Si la grippe arrive en hiver, quand il fait froid, et disparaît au printemps quand il commence à faire chaud, le coronavirus va-t-il faire de même ? Rien n’est moins sûr.

Suzanne Colpron Suzanne Colpron
La Presse

Quel effet la chaleur produit-elle sur le coronavirus ?

On l’ignore. Début février, le président Donald Trump a affirmé que l’épidémie, qui a déjà fait plus de 15 000 morts aux États-Unis, allait probablement disparaître avec l’arrivée du beau temps, comme la grippe saisonnière causée par le virus de l’influenza. « La chaleur en général tue ce genre de virus », a-t-il déclaré. Mais il n’en est rien. L’épidémie continue de progresser. « Il ne fait pas assez chaud pour détruire un microbe ou un virus, même quand il fait 30 degrés en plein été », explique le Dr Donald Vinh, infectiologue et microbiologiste au Centre universitaire de santé McGill et chercheur clinicien. « Ça prend des températures très élevées comme celles qu’on obtient en laboratoire. »

Pourquoi la grippe se manifeste-t-elle souvent en hiver ?

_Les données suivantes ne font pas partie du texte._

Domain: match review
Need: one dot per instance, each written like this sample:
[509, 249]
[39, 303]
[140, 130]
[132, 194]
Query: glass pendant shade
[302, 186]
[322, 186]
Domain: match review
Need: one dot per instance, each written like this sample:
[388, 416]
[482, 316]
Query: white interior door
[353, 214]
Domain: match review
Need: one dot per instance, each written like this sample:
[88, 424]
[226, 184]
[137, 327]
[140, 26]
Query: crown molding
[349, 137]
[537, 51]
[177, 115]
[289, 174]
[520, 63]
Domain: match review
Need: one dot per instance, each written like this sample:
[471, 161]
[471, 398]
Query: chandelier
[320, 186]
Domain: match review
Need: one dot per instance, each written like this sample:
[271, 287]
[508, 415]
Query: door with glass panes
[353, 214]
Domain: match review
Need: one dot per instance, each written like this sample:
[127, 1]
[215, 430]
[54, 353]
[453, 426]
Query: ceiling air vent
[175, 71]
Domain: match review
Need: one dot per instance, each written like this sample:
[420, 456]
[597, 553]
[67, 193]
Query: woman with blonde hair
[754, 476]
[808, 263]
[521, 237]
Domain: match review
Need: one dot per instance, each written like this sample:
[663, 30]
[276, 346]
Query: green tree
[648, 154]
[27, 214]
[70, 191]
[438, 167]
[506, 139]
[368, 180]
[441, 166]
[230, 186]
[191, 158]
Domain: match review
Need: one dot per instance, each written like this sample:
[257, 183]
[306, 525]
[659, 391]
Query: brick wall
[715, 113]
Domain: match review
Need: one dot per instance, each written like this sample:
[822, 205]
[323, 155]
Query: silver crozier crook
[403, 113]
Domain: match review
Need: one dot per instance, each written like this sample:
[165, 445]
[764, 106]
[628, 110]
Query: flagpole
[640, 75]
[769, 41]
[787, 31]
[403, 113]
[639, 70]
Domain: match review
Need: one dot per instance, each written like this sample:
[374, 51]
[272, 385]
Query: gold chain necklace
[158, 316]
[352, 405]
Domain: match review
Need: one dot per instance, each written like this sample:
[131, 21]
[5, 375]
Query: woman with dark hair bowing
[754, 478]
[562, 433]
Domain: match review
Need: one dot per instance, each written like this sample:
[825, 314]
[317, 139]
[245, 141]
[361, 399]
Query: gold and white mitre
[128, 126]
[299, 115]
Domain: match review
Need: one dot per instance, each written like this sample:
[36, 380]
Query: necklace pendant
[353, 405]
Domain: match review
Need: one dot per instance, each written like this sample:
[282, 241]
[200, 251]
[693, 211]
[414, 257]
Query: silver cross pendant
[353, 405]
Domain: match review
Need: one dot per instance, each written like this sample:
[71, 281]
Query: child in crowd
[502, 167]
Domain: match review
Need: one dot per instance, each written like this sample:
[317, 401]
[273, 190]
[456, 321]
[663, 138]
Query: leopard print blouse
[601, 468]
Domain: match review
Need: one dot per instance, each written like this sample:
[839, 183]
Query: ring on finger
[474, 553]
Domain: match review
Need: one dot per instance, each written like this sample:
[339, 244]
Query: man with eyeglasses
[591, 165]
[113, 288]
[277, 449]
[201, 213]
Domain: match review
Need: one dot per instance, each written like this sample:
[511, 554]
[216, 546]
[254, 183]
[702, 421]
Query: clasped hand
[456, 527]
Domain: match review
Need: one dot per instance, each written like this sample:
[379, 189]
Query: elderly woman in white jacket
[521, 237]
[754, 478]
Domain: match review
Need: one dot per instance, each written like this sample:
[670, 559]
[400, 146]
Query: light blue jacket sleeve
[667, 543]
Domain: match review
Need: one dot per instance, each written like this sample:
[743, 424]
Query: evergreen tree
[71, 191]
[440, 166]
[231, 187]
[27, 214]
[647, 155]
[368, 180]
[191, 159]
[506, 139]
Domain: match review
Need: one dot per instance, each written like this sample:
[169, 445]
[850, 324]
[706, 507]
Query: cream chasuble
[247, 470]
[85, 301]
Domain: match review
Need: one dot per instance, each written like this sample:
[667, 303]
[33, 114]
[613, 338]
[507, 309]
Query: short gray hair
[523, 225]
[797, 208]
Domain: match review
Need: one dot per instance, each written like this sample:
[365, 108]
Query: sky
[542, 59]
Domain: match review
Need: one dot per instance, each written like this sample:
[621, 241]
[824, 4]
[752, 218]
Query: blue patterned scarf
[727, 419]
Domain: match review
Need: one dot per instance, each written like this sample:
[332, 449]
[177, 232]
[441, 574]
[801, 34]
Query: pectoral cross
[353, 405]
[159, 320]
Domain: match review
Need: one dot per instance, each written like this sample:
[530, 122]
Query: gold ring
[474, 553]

Pierre Talbot, directeur du Laboratoire de neuro-immunovirologie de l’Institut national de la recherche scientifique (INRS), affirme qu’on ne le sait pas vraiment. « C’est une question qui est très difficile à étudier, mais il y a deux hypothèses », dit-il. La première, c’est qu’on vit dans des espaces plus confinés en hiver, ce qui favorise la propagation du virus. La seconde, c’est l’ensoleillement plus intense et prolongé en été. Les rayons UV fragiliseraient le virus. « En général, les virus respiratoires aiment mieux le froid et la sécheresse et moins la chaleur et l’humidité », ajoute la Dre Cécile Tremblay, chercheuse, microbiologiste et infectiologue au CHUM.

À quoi peut-on s’attendre avec la COVID-19 ?

Le nouveau coronavirus reste imprévisible. lmpossible de savoir comment il se comportera dans les semaines et les mois à venir. « Cela est encore inconnu, précise l’infectiologue Cécile Tremblay, du CHUM. Par contre, si on regarde la carte de l’OMS quotidienne, on voit que plusieurs pays en Afrique, près de l’Équateur, sont atteints. Alors, je me garderais une petite gêne à dire que ce virus va évoluer comme l’influenza. »

Dans une étude publiée le 19 mars, des chercheurs du Massachusetts Institute of Technology en arrivent à la conclusion qu’il est « extrêmement peu probable » que la propagation de la COVID-19 ralentisse aux États-Unis ou en Europe en raison de facteurs environnementaux, même si la majeure partie des cas ont été enregistrés dans des pays où la température se situe entre 3 et 17 °C. Pierre Talbot, directeur du Laboratoire de neuro-immunovirologie de l’INRS, pense cependant qu’il est possible que l’été « ne soit pas une bonne période pour ce virus ». « On prévoit la fin de l’épidémie en été, mais ça pourrait reprendre à l’automne », souligne-t-il.

Que sait-on de la contagiosité du virus SRAS-CoV-2 ?

On estime que chaque patient infecté transmet la maladie, en moyenne, à trois personnes. Mais ce chiffre, appelé indicateur R0, peut varier d’une population à l’autre en fonction de plusieurs facteurs, dont la densité. Si l’indicateur R0 d’un virus est de 3, cela veut dire que chaque personne atteinte va transmettre la maladie à trois autres personnes, en moyenne. Or, pour freiner ou stopper une épidémie, l’indicateur R0 doit être inférieur à 1. En l’absence de vaccin, on parvient à diminuer le R0 en limitant les contacts entre les gens. Dans le cas du SRAS, l’indicateur R0 était de 3 au début de l’épidémie. Les mesures de confinement ont permis de le faire passer à 0,5, en 2003. Mais on s’attend à ce que ce soit plus difficile pour la COVID-19 parce que de nombreuses personnes infectées, mais qui n’ont pas de symptômes, peuvent transmettre la maladie. La chaleur n’y changera rien.